L. F.
L. F.

Reputation: 20629

Is libc++ providing hash specialization for too many basic_string_view's?

Per [string.view.synop]:

// ...

// [string.view.hash], hash support
template<class T> struct hash;
template<> struct hash<string_view>;
template<> struct hash<u16string_view>;
template<> struct hash<u32string_view>;
template<> struct hash<wstring_view>;

// ...

Only for the four "common" basic_string_views are specializations of hash enabled. The other basic_string_views have their hashes disabled.

Per [unord.hash]/2:

[...] For any type Key for which neither the library nor the user provides an explicit or partial specialization of the class template hash, hash<Key> is disabled.

Per [unord.hash]/4:

If H is a disabled specialization of hash, these values are false: is_­default_­constructible_­v<H>, is_­copy_­constructible_­v<H>, is_­move_­constructible_­v<H>, is_­copy_­assignable_­v<H>, and is_­move_­assignable_­v<H>. Disabled specializations of hash are not function object types. [ Note: This means that the specialization of hash exists, but any attempts to use it as a Hash will be ill-formed. — end note ]

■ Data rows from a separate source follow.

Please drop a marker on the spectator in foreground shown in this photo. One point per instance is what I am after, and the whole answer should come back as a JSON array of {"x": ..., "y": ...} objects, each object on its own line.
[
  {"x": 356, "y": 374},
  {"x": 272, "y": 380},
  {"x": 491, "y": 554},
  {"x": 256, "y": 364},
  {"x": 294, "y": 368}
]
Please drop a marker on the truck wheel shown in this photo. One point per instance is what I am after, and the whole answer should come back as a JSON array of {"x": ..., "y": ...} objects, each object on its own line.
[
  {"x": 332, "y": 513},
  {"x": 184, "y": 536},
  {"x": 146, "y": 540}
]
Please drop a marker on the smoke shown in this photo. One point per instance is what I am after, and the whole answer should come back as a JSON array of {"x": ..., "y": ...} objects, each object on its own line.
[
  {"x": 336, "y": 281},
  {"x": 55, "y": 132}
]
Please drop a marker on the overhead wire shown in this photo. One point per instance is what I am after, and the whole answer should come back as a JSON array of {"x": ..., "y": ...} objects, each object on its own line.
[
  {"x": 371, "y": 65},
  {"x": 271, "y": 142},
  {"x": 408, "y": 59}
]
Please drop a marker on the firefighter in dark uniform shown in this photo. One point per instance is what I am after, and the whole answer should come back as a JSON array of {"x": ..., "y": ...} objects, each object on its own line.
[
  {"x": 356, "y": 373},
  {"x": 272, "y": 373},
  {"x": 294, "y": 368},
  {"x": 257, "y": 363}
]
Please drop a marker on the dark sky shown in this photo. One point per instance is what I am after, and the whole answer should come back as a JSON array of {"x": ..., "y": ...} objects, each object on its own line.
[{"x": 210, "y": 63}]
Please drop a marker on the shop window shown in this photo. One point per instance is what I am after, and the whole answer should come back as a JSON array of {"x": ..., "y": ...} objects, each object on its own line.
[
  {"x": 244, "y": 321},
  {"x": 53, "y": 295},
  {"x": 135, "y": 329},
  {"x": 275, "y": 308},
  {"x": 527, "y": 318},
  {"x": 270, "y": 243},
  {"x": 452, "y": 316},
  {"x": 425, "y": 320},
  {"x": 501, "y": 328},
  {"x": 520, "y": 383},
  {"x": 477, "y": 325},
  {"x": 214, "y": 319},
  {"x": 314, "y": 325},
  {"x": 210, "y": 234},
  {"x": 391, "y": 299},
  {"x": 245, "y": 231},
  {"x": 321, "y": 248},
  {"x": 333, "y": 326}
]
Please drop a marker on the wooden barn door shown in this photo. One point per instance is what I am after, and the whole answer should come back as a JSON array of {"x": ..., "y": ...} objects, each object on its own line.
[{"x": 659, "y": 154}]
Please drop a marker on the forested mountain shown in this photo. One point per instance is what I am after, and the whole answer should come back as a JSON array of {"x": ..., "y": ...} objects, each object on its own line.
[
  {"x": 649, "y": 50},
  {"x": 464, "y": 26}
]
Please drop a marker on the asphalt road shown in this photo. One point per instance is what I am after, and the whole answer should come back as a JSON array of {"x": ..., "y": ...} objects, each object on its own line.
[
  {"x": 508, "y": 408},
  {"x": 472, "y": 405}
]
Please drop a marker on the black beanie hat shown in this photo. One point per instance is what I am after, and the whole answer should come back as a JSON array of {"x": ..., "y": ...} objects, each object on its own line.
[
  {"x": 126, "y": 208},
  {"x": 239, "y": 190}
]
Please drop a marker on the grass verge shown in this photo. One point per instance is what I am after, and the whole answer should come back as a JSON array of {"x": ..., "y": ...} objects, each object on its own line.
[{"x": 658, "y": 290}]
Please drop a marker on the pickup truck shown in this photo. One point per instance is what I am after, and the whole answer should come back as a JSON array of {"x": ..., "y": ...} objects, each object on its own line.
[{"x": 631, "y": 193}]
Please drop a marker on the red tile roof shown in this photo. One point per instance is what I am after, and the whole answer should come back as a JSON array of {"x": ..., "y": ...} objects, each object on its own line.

Therefore, the following Minimal Reproducible Example should not compile because it attempts to default construct a disabled specialization of hash:

#include <string_view>

// trait is a char trait distinct from std::char_traits<char>
struct trait :std::char_traits<char> {
    using char_traits<char>::char_traits;
};

int main()
{
    [[maybe_unused]] std::hash<std::basic_string_view<char, trait>> x;
}

However, this compiles fine on Clang 8.0.0. Digging down the source of libc++, we see:

// [string.view.hash]
template<class _CharT, class _Traits>
struct _LIBCPP_TEMPLATE_VIS hash<basic_string_view<_CharT, _Traits> >
    : public unary_function<basic_string_view<_CharT, _Traits>, size_t>
{
    _LIBCPP_INLINE_VISIBILITY
    size_t operator()(const basic_string_view<_CharT, _Traits> __val) const _NOEXCEPT {
        return __do_string_hash(__val.data(), __val.data() + __val.size());
    }
};

So libc++ actually enables hash for all basic_string_views.

Therefore, I conclude that this is a bug in libc++. Is my analysis correct?

Upvotes: 1

Views: 291

Answers (1)

Marshall Clow
Marshall Clow

Reputation: 16690

You appear to be correct. Libc++ correctly disables your hash for std::basic_string, but not for std::basic_string_view.